This tool enables researchers and practitioners to:

Customize Training Data: Adapt the dataset to match their specific motion vocabulary requirements
Domain Adaptation: Transform actions for various platforms (mobile vs. desktop vs. web)
Framework Integration: Easily align training data with existing automation frameworks
Rapid Experimentation: Quickly test different motion space configurations
Release Preparation: Standardize motion spaces for production deployment with consistent naming conventions

The Motion Space Converter is especially invaluable for preparing datasets for training, because it ensures consistent motion vocabularies across different deployment environments while maintaining compatibility with existing automation frameworks.

Transformed and Released Datasets

Through this pipeline, we transform the open-source datasets xlangai/aguvis-stage1, xlangai/aguvis-stage2 into our unified motion space (see here). The output of this process is released as two latest fully formatted datasets: smolagents/aguvis-stage-1 and smolagents/aguvis-stage-2.

2. Phase 1: From Zero to Perception

Training Data

Phase 1 leverages the smolagents/aguvis-stage-1 dataset, which introduces GUI grounding by pairing low-level instructions with diverse executable actions (expressed in code form). For instance, a user/assistant turn in smolagents/aguvis-stage-1 follows the structure:

{
  "user": "click on more button",
  "assistant": "click(x=0.8875, y=0.2281)",
}

Each sample links a screenshot with multi-turn user/assistant interactions, enabling the model to learn fine-grained motion grounding across dialogue turns. During fine-tuning, the information collator masks all the pieces except the assistant’s answers when computing the loss.

Optimization Experiments

Before proceeding with full-scale Phase 1 training, we conducted comprehensive ablation studies to find out optimal training configurations

Image Resolution and Coordinate System Evaluation

We experimented with different image sizes and coordinate representation systems to discover the optimal configuration for SmolVLM2:

Image Sizes Tested: 384px, 768px, 1152px
Coordinate Systems: Pixel coordinates vs. normalized coordinates (0-1 range)
Training Data: 400K samples from Aguvis datasets

Some SOTA GUI VLMs (e.g., Qwen-VL) appear also to make use of a unique normalized range (0–1000), which was not tested on this experiment.
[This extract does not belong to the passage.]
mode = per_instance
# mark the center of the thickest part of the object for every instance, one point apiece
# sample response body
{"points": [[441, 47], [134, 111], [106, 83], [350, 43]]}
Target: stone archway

Configuration (coords / image size)	Screenspot-v2 (%)
Normalized coordinates
Base / –	0.47
384	31.28
764	32.32
1152	33.72
Pixel coordinates
Base / –	0.55
384	1.17
764	2.67
1152	4.32

Table 1: Baseline on HuggingFaceTB/SmolVLM2-2.2B-Instruct (400k samples, aguvis-stage-1). Higher is healthier.

As demonstrated in our benchmark results, SmolVLM2-2.2B-Instruct base initially achieved 0% performance on perception benchmarks like ScreenSpot-v2. This whole lack of grounding capability provided us with a clean slate to judge the effectiveness of our training methodology.

Key Findings

From our experiments, we determined that:

Image Size: 1152px
Coordinate System: Normalized coordinates (0-1 range) proved simplest for SmolVLM2
Note: The optimal alternative between pixel and normalized coordinates may vary depending on the bottom model’s pre-training approach

Phase 1 Results

Using the optimal configuration (1152px resolution with normalized coordinates), we trained for two epochs on the smolagents/aguvis-stage-1 dataset. The outcomes were remarkable, +41% improvement over baseline on ScreenSpot-v2

This dramatic improvement demonstrates that our Phase 1 training successfully instilled fundamental grounding capabilities within the model, enabling it to grasp and locate visual elements inside screenshots.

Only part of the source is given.